# How big was your mini puppy at 9 weeks?



## DreamAgility (Sep 2, 2013)

My toy was 2lbs at that age and is now 11lbs. Judging from wht my standard is now, she was probably around 9 1/2lbs. Your baby seems a good weight


----------



## PoodlePaws (May 28, 2013)

My toys were about 4 lbs at that age. They are 10 months old now and weigh 8 and 11 lbs. 


Sent from Petguide.com Free App


----------



## Luce (Mar 4, 2013)

Luce was the smallest at 2 1/ 2lbs. At 9 weeks. Now at just under 10 months she is 11.4lbs. for the last 2 months.

Her brothers and sister were over 4 at 8 weeks


----------



## Carrie-e (Oct 23, 2012)

Tia my mini was 3.8 lb at 9 weeks. She is still a very small mini at 7 months,more the size of a toy really. Her mum and dad were average size minis though,so I don't know why she is so small.







This photo was taken at 9 weeks.


----------



## Carrie-e (Oct 23, 2012)

Tia now weighs 10lb at 7 and a half months old. She is about 10 and a half inches tall.







This photo was taken last week(she is in heat so that's why shes wearing panties!)


----------



## Lplummer52 (Oct 26, 2013)

*Thanks all!!*

I think she's grown in the past few days actually. Here I am up at 5:30 in the morning....just gave Madeline her breakfast and took her out for the second time. First time to pee when we woke up, and then well, you know. It's so much fun having a new puppy....I think! You're forever chasing them around wondering if they have to go out....whew!
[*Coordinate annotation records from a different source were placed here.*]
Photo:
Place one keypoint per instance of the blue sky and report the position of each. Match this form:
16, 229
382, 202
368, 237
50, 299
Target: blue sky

It's like having a 2-yr old child....forever! Uh oh. It's been a while since I had a baby puppy and I'd forgotten what a workout it is....HA! This is Day 5 and she gets more active, agile and confident each day. She already comes to her name. We call her Lena for short. As much as I love the name Madeline, I think it's too much to learn for a baby. Lena is just right. Well, another day, another adventure. I'm a daily swimmer and I haven't had a swim since we got her. I'm determined to fit that in during a puppy nap today.:act-up:


----------



## Rhett'smom (Sep 23, 2012)

Bless the new poodle mommies of the world!!! The whole world now revolves around that bundle of love. No matter how big they get ( I have a 15 month spoo and a nearly 8 month toy) it is the most rewarding adventure to be on. Mmmm love puppy breath and sleepy cuddles


Sent from Petguide.com Free App


----------



## Carrie-e (Oct 23, 2012)

I remember those early days well! My beautiful 10 year old chilled out standard poodle had died in March,and we hated being dog less so much within 6 weeks we not only had an 8 month old standard poodle puppy but an 8 week old miniature poodle puppy too!
Obviously having an older dog was so easy and I always used to say to hubby how I was dreading losing him and having to start all over again! Tia used to wake up and need a wee at half 6, which wasn't too bad! She went all night from 10 ish till half 6,and because she slept with us on our bed as soon as she started moving about I knew she needed the loo. By the time she was 4 months old she was going through till half 7, and would have gone later if I hadn't been getting up at that time. They seem to grow as you look at them don't they! I love the name Lena.


----------